The middle class in India is around 2% of the households. Elite & rich would be another 1%.We roughly have 300 million households in India.
Out of this only 3% (9 million households) have the potential to invest in capital markets.
The total demat (including NSDL & CDSL) accounts in the country is 26 million. Many investors have more than one demat account. So direct equity investors in India will not be more than 13 million. Many investors have demat accounts in the name of their spouse, children and parents as well. So in all likelihood around 8 million families may have demat accounts.
Recently I read that CDSL have only around 1.25 lakh demat accounts with holdings above Rs.10 lakhs. Including NSDL, after removing duplication, around 2 lakh investors may hold shares worth more than Rs.10 lakhs. This is around 2% of the total investor households.
Coming to mutual funds, there are around 50 million folios. This includes both retail and institutional investors. An investor, on an average may hold around 4 funds. This means we have around 12 million investors. Many families have more than one person investing in mutual funds. This means around 6 million households.

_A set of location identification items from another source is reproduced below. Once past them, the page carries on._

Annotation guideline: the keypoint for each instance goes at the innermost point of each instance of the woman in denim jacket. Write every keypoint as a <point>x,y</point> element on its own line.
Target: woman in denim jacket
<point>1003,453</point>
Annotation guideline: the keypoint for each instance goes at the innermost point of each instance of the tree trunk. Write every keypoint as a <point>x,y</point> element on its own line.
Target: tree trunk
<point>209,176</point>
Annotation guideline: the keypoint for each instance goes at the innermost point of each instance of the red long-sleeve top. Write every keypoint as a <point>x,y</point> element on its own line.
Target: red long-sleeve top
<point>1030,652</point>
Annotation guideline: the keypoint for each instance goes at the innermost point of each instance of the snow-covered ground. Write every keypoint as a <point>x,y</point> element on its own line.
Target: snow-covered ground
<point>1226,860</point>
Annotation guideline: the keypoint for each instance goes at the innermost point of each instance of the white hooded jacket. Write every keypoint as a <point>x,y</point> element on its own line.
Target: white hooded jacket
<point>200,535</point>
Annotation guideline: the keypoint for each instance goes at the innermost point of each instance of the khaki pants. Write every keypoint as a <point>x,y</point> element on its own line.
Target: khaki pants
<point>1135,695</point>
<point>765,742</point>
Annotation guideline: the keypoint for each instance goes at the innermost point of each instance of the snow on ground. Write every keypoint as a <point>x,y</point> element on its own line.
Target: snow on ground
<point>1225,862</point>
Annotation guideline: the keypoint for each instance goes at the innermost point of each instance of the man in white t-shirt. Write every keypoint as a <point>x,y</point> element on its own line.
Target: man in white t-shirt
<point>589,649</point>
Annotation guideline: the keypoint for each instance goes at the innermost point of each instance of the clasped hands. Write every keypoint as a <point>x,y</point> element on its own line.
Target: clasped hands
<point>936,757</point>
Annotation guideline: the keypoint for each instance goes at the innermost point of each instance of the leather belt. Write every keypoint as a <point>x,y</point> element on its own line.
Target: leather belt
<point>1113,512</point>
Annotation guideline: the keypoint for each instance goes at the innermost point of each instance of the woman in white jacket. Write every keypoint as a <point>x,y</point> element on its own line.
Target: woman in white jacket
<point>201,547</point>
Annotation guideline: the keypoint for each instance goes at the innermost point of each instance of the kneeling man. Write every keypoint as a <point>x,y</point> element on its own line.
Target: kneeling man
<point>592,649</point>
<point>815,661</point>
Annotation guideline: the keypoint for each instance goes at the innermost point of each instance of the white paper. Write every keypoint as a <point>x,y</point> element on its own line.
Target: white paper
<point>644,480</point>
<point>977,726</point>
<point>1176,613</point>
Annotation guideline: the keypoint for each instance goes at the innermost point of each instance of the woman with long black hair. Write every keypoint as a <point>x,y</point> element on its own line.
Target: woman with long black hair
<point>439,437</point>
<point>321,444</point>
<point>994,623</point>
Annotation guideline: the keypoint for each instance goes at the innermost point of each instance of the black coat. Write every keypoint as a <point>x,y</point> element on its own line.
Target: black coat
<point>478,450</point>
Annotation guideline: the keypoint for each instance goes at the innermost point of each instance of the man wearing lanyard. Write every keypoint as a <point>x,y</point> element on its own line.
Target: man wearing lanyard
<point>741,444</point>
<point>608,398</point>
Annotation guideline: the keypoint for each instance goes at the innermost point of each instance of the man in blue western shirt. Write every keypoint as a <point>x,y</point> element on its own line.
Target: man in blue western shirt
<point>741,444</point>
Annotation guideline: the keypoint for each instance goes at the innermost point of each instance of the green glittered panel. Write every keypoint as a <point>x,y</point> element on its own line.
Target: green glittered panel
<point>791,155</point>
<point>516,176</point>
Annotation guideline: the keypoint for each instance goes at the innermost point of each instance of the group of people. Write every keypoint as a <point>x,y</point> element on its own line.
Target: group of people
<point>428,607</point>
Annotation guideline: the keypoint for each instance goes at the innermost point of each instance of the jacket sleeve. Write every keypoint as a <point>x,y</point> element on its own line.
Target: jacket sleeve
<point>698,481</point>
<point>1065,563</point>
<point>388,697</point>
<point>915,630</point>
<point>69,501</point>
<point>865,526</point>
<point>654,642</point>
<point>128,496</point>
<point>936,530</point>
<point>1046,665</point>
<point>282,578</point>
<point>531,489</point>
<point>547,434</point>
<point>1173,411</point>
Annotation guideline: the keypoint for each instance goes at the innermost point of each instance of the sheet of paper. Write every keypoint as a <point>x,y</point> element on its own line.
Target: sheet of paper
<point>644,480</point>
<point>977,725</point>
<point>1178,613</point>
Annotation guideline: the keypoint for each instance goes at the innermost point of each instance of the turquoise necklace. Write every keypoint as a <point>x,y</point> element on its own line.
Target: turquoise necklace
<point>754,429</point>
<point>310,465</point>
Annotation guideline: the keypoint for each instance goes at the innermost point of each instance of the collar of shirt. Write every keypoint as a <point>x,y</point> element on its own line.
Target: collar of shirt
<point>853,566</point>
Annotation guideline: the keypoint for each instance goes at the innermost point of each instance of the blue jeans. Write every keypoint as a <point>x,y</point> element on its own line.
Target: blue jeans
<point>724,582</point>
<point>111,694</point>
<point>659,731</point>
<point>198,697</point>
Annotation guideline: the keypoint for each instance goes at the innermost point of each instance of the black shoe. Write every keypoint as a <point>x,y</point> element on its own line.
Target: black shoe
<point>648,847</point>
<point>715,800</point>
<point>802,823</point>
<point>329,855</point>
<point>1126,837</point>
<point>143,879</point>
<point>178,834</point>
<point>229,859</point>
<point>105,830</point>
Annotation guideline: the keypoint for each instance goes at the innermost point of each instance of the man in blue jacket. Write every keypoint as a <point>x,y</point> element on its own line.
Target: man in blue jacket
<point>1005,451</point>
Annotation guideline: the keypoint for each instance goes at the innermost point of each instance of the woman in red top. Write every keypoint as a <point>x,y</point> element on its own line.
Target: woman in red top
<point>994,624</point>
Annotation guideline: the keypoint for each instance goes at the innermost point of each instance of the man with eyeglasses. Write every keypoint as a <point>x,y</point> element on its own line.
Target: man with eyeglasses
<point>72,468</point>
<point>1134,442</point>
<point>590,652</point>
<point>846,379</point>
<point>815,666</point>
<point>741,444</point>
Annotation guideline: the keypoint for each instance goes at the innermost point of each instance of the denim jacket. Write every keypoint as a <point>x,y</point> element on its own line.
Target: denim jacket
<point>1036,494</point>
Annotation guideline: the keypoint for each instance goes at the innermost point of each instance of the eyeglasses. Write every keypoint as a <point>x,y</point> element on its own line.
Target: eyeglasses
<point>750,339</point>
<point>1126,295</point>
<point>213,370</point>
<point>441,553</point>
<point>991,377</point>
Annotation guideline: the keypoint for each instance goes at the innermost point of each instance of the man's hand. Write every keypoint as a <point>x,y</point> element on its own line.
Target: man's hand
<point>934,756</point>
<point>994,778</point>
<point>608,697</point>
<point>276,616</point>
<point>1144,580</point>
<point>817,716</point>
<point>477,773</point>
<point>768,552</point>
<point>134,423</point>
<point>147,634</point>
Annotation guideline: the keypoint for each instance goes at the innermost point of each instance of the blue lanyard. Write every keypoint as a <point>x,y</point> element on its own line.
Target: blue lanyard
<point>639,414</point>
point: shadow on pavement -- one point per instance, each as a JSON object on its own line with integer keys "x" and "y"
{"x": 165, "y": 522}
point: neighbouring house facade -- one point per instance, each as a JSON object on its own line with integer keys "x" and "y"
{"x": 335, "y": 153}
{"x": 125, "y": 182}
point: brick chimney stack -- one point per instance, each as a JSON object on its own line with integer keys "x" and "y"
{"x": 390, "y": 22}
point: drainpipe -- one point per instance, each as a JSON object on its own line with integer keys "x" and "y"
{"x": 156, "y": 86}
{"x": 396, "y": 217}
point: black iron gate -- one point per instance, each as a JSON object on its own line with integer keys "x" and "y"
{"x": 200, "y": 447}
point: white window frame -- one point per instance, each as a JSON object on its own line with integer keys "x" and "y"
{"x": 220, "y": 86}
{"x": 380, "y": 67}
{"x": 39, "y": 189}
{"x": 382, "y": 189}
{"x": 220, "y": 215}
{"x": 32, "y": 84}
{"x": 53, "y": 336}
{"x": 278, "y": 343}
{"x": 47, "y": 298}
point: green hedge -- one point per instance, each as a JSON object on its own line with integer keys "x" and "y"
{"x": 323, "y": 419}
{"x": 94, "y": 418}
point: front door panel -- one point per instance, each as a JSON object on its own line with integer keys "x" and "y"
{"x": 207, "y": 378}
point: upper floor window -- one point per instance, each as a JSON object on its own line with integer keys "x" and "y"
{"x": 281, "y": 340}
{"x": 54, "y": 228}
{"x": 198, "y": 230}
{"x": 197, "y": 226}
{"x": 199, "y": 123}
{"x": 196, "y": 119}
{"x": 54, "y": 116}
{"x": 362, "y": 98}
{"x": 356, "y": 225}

There would be overlap of investors who both invest in mutual funds and also shares. So the total households in India who are investing in capital market would be around 8 to 10 million.
There are 10 million SIP folios investing Rs.3500 crores a month in capital markets. Again this may mean around 4 million investors and 2 million households.
You may be surprised to know that there are only around 5000 MF advisors in India.
In the absence of detailed data, we have to do certain approximation. Better to know something approximately than having no knowledge at all.
There are around 1.3 million people who read financial newspapers in India. The viewers of business channels are also around 1 million.
In such a huge country, we are a tiny minority.
That is why capital markets or its movements have no relevance or impact for a common man.
Even the optimistic estimates suggest that only 10% to 12% of Indian households would be middle class during next 2 decades. Adding elite and rich, around 15% of households have potential to become investors over next 2 decades. This is a best case scenario because we are assuming 8% economic growth for next 2 decades.
Make use of the opportunity you have been provided to participate and grow your wealth in the equity market.
Don’t forget to count your blessings.